Con Lucas Alcaraz en el banquillo, el combinado verdiblanco acababa de vencer agónicamente al Murcia en El Sardinero (3-2), gracias a un hat-trick de Javi Guerrero.
La situación era algo mejor que la actual.
Pese a que la plaza que ocupaba era la misma, noveno, acumulaba un punto más, 30; el descenso lo marcaba el Zaragoza, que se encontraba a una decena de puntos; y los puestos europeos se rozaban con la yema de los dedos, la UEFA a tres puntos y la Liga de Campeones a cinco.
El final de campaña de aquel Racing no fue el esperado.
Acabó con 43 puntos (sumó 44, por alineación indebida frente a Osasuna perdió uno) y sufrió hasta la antepenúltima jornada para salvar la categoría cuando en el mes de febrero, tras su gran bagaje, todos esperaban que aspirase, por fin, a algo más.
En manos de Portugal y sus hombres está la posibilidad de revertir la historia y de permitir que los aficionados racinguistas tengan, al menos, la posibilidad de soñar con un objetivo diferente a la tradicional permanencia.
Por el momento, el futuro más inmediato no es nada alentador.
La visita del próximo domingo al Nou Camp no invita al optimismo por varias razones, como el propio escenario, poco propicio históricamente, la calidad extraordinaria del equipo que lo habita, o la ausencia de Munitis y Zigic en las filas cántabras.
El balance del Racing en el feudo culé es tremendamente desalentador.
De los 38 partidos en los que rindió visita al Barcelona sólo fue capaz de ganar en dos ocasiones y de forzar cuatro empates.
Los datos indican que es el terreno de juego nacional donde peor rinden los cántabros.
Sólo han anotado 27 goles, mientras que han encajado 119, más de tres por encuentro.
En la Ciudad Condal han cosechado varias de las goleadas en contra más escandalosas de su historia, como un 8-0 en la campaña 61-62, o un 7-0 en la 76-77.
Más recientemente, con Piterman y Cos como responsables, el Barcelona le hizo un set al Racing (6-1).
Esa derrota supuso la sexta consecutiva, a la que se le unieron en las tres temporadas siguientes otras tantas, hasta alcanzar nueve temporadas sin puntuar en el Nou Camp.
La alegría racinguista más reciente se produjo a finales de 1995, cuando un gol de Txema Alonso neutralizaba el conseguido minutos antes por Kodro, con lo que se llegaba al final del partido con empate a uno.

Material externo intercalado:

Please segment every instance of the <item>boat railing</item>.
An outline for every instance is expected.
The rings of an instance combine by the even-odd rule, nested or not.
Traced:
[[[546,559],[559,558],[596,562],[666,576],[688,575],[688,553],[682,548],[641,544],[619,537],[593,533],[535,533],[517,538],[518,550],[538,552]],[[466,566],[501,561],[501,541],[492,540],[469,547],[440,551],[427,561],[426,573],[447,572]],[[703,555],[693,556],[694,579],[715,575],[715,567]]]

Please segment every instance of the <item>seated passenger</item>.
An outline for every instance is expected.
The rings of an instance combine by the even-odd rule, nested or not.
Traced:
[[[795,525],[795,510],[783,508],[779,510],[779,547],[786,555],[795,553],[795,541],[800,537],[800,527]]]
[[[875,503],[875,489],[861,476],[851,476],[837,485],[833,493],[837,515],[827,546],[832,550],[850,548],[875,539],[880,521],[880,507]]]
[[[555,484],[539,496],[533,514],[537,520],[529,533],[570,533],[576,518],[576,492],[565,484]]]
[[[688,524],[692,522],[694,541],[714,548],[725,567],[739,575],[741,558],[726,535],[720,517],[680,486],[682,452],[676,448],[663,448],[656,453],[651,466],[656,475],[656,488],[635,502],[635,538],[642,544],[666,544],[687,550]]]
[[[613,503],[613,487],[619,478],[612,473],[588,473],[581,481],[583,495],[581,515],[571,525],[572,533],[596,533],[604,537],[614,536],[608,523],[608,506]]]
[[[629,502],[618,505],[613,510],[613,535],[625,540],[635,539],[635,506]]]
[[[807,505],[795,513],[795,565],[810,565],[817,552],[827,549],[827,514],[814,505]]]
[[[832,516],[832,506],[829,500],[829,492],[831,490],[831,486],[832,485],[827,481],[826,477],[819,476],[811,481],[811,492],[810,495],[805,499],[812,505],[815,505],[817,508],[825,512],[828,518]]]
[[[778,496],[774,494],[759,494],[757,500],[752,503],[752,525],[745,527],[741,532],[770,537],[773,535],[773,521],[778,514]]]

Para encontrar la última victoria hay que remontarse mucho más atrás en el tiempo.
En 1983, los tantos de Álvarez y Verón conseguían que, casi 50 años después, el Racing (que llegaba colista y que ese año descendió) volviese a ganar al Barcelona en la capital catalana, dentro de la competición liguera.

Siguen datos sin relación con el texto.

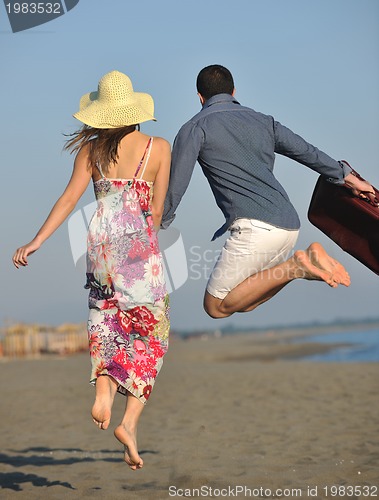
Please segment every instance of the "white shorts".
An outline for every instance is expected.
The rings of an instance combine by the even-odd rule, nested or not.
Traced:
[[[207,291],[218,299],[249,276],[287,260],[299,235],[298,230],[255,219],[236,219],[229,231],[207,285]]]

Un Racing se presentará el domingo con las bajas de Munitis y Zigic, que cumplirán un partido de sanción tras ver sus respectivas quintas tarjetas amarillas.
Sobra decir que si el rival ya es complicado de por sí, la ausencia de estos dos jugadores complica aún más la tarea.

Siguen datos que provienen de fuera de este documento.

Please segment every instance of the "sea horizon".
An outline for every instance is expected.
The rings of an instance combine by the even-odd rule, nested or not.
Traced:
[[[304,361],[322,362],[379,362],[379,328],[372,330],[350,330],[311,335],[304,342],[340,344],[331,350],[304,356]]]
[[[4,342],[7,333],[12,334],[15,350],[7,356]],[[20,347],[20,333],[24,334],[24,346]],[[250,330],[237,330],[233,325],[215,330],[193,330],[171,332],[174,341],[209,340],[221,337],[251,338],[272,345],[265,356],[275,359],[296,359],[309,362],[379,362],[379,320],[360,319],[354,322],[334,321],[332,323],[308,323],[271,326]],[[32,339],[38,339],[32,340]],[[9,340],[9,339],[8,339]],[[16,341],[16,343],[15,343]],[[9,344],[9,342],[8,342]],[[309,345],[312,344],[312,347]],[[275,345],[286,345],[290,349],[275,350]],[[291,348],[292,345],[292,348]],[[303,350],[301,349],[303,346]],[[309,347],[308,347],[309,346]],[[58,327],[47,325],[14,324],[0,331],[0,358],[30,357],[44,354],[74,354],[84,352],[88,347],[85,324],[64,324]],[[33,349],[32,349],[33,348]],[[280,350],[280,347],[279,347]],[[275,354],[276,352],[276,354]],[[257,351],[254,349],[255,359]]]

Los de Portugal sólo han disputado este año un partido sin alguno de estos dos jugadores.
Fue frente al Zaragoza en la jornada 14, en el estadio El Sardinero.
Ambos habían sido expulsados frente al Deportivo en Riazor y, como ahora, estaban sancionados.
La escuadra santanderina notó su ausencia y los maños se llevaron el partido por un contundente 0-2.
En la jornada de ayer, ocho de los titulares tuvieron sesión de recuperación en un centro de talasterapia de Santander, mientras el resto de la plantilla se ejercitó con normalidad en La Albericia.
El brasileño Melo apura su puesta a punto tras su lesión de larga duración y podría volver al equipo este fin de semana frente al Barcelona.
El medio ofensivo ya se entrena a un ritmo normal y se espera su evolución durante la semana para darle el alta definitiva.
La plantilla descansará hoy comenzará mañana a preparar su próximo compromiso con doble sesión de trabajo.